Abstract
This paper has analysed a change process within an organisation providing home-based elderly care. Using a theoretical framework from metaphor theory and insights from the literature on ‘accounting talk’, we followed how metaphorical representations of accounting were introduced and developed by the change agent. New core values and practices emerged within the home help unit that were in line with the ideas and inferences made by these accounting metaphors. The metaphorical representations of accounting concepts linked the unfamiliar domain of accounting to a more familiar domain, and provided rationales for organisational change. Our findings highlight the importance of change agents and ‘accounting talk’ for determining the trajectory of organisational change processes. The findings also suggest that metaphors are a potentially powerful tool for both changing organisational members’ general understanding of financial issues, and forging specific links between accounting concepts and work practices.
Acknowledgements
We are grateful for the helpful comments from Trevor Hopper, Sven Modell, two anonymous reviewers and Associate editor Andrea Mennicken.
Notes
1For additional examples of the policy implications of specific accounting-related metaphors, see Walters and Young (Citation2008) and Ravenscroft and Williams (Citation2009).

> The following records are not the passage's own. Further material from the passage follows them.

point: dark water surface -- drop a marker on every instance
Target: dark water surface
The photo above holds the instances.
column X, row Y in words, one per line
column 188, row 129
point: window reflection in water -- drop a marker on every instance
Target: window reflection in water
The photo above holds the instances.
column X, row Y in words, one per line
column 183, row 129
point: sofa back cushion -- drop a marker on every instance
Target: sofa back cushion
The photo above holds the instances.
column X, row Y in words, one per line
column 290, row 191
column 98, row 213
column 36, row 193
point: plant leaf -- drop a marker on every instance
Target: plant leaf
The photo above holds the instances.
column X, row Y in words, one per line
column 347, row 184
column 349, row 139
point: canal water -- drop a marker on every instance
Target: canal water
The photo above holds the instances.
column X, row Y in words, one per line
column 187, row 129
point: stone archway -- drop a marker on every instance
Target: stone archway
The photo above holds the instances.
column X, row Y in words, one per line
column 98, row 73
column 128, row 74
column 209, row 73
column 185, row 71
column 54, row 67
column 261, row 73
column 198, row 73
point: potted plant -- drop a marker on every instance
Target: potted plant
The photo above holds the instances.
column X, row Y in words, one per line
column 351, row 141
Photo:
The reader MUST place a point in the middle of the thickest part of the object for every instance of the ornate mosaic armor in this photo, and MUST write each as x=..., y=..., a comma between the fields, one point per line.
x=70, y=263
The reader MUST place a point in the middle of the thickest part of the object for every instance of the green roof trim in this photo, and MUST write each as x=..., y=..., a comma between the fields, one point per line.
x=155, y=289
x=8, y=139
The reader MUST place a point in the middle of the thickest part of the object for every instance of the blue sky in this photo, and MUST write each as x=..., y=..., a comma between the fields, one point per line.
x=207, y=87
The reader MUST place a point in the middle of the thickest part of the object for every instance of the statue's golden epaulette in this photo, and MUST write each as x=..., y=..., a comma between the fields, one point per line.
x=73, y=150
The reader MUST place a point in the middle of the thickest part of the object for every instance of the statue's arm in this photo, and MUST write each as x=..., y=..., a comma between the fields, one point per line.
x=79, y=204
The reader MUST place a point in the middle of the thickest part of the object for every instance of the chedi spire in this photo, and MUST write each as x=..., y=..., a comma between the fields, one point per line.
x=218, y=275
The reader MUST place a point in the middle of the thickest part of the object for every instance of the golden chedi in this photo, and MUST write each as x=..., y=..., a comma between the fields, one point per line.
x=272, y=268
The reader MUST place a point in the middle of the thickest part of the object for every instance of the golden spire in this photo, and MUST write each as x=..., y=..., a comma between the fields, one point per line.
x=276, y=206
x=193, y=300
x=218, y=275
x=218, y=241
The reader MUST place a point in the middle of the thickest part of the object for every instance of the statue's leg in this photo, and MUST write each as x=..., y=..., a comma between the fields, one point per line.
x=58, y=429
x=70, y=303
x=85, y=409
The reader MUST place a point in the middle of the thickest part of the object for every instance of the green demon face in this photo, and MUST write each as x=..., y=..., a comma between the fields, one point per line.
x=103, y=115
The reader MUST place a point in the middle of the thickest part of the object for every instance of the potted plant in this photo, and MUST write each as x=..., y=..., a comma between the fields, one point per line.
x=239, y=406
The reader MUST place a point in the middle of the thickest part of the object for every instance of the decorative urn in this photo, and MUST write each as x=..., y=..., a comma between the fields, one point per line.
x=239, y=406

2Henceforth also referred to as ‘the manager’.
3The observational material was gathered by attending a number of team meetings. To give a more detailed account of who spoke in these meetings, each home helper is referred to using a unique numeric code.
4To distinguish between these two home helpers, they are referred to as home helpers A and B.
5See Ravenscroft and Williams (Citation2009) for an analogous argumentation concerning the link between neoliberalism and changes in the metaphor of accounting.
6For example, using a study by De Goede (Citation2005) and Young (Citation2013) notes that regulatory and other responses are constrained by the common representation of financial crises as instances of irrationality and external disturbances to an otherwise functioning system.